On 24 August 1988, Justice Frank Vincent, sitting in the Supreme Court of Victoria, sentenced Craig Minogue to life imprisonment, with a minimum term of 28 years, for ‘one of the most serious criminal actions ever to take place in this community’.
Justice Vincent was referring to the Russell Street bombing of 27 March 1986, which resulted in the death of a police officer named Angela Taylor, of whose murder Minogue had been convicted.
Justice Vincent declined to provide Minogue’s co-offender, Stan Taylor, with a minimum term of imprisonment. However, his Honour found that a life without parole sentence was unsuitable in the case of Minogue.
Because of Minogue’s youth (when sentenced, he was 23 years of age), his prospects of rehabilitation and Taylor’s dominance over him, Justice Vincent found that there ‘should be some disparity’ between his and Taylor’s sentences.
In 2016, when Minogue became eligible and applied for parole, the Victorian government had a problem. There was evidence that, during his time in prison, Minogue had taken impressive steps to rehabilitate himself. He had become literate and completed a PhD.
It wasn’t obvious that his application for parole would fail, but sections of the media ran a vocal campaign against him. They argued that, because Minogue had been convicted of murdering a police officer, he should spend the rest of his days in prison.

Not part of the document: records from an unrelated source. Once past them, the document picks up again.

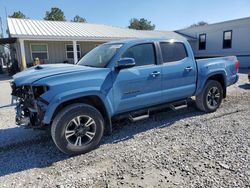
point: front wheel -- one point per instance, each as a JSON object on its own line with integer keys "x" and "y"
{"x": 77, "y": 129}
{"x": 209, "y": 100}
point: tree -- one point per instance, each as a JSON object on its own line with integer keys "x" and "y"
{"x": 18, "y": 14}
{"x": 141, "y": 24}
{"x": 55, "y": 14}
{"x": 201, "y": 23}
{"x": 78, "y": 18}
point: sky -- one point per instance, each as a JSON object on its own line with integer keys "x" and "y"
{"x": 165, "y": 14}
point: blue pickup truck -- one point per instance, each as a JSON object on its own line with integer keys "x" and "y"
{"x": 121, "y": 79}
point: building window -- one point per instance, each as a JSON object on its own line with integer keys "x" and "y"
{"x": 39, "y": 51}
{"x": 202, "y": 41}
{"x": 172, "y": 52}
{"x": 70, "y": 51}
{"x": 227, "y": 39}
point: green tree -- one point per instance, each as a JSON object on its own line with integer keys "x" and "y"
{"x": 141, "y": 24}
{"x": 18, "y": 14}
{"x": 55, "y": 14}
{"x": 78, "y": 18}
{"x": 201, "y": 23}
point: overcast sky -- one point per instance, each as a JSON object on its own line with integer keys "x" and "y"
{"x": 165, "y": 14}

The Victorian government’s reaction was to insert section 74AB into the Corrections Act 1986 (Vic). Section 74AB is headed ‘Conditions for making a parole order for Craig Minogue’. Section 74AB(3) provides that Minogue is to be granted parole only if the Adult Parole Board is satisfied that he is ‘in imminent danger of dying or is seriously incapacitated’ and further stringent conditions are met. In other words, it takes a meaningful prospect of parole away from one named prisoner.
Is a law such as 74AB constitutionally valid? Or does it amount to an invalid exercise by Parliament of the exclusively judicial function of setting a sentence for past criminal offending?

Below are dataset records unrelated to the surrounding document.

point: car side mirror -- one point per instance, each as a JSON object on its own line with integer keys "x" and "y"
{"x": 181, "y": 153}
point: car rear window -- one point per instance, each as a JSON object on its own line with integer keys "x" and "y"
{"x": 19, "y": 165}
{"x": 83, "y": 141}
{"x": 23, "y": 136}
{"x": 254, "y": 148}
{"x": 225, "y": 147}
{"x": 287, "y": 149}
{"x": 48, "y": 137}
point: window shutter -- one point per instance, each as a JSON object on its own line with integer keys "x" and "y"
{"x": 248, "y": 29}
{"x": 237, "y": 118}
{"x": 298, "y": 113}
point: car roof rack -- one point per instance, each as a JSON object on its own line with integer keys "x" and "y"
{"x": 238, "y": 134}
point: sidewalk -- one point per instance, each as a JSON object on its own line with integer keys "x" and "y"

The High Court has found that such laws are constitutionally valid. In so ruling, their Honours have held that laws such as 74AB do not alter the sentences that people like Minogue are serving.
In other words, Minogue’s punishment is no more severe: his sentence remains one of life imprisonment. All that has been altered are the conditions that Minogue must satisfy if he is to be granted parole.

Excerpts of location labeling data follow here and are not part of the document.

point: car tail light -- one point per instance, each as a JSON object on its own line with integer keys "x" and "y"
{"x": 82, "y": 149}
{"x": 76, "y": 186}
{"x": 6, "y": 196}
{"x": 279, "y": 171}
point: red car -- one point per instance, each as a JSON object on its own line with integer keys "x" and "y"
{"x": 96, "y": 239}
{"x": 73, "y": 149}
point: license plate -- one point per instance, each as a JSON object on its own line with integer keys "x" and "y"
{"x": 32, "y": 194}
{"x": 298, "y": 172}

In my doctoral research and a number of journal articles, I have argued that such reasoning is unpersuasive. I have contended that Minogue’s punishment has been altered.
Due to 74AB, he is now serving the life without parole sentence that Justice Vincent expressly refrained from imposing on him, rather than the life with parole sentence that his Honour in fact imposed.
In other cases, the High Court has used excessively formalistic reasoning when dismissing challenges by prisoners to harsh laws that, according to those prisoners, violate the separation of powers created by the Commonwealth Constitution.
Why has the Court done this? I have argued that the answer to this question is that, in jurisdictions or cases where courts lack the authority to interpret and apply human rights guarantees, judges will usually take a cautious approach.
In the face of a choice about how to settle a particular controversy, judges will usually settle it in a manner that will create no perception that they are deciding cases on the basis of their own views about what justice requires.
Where a charter of rights is present in a jurisdiction, will that charter facilitate different results in such cases? Maybe, but not necessarily. After all, there is a charter of rights in Victoria, yet that charter had absolutely no effect on s 74AB of the Corrections Act.
That is because the Victorian government exercised the power, granted to it by s 31 of the Victorian Charter, to declare expressly in s 74AB that the Charter has no application to that section.
Nor will the position necessarily be different if Parliament lacks the power to disapply charter guarantees. No such power exists in the US, yet a politicised Supreme Court has imposed few restrictions on harsh punishments.
Rather, it seems that the power is largely with us. If we decide that laws such as section 74AB offend our sense of fairness – that is, if we decide as a community that there are certain things that the government should not be able to do – there might be an end to the populist punitiveness that has plagued criminal justice policy in recent decades.
Such a moment seems a long way off, but the current approach must be challenged. Whatever they have done, prisoners should not be treated as sub-human objects of state power. Efforts should be made to rehabilitate them. And when those efforts succeed, they should be reintegrated into the community.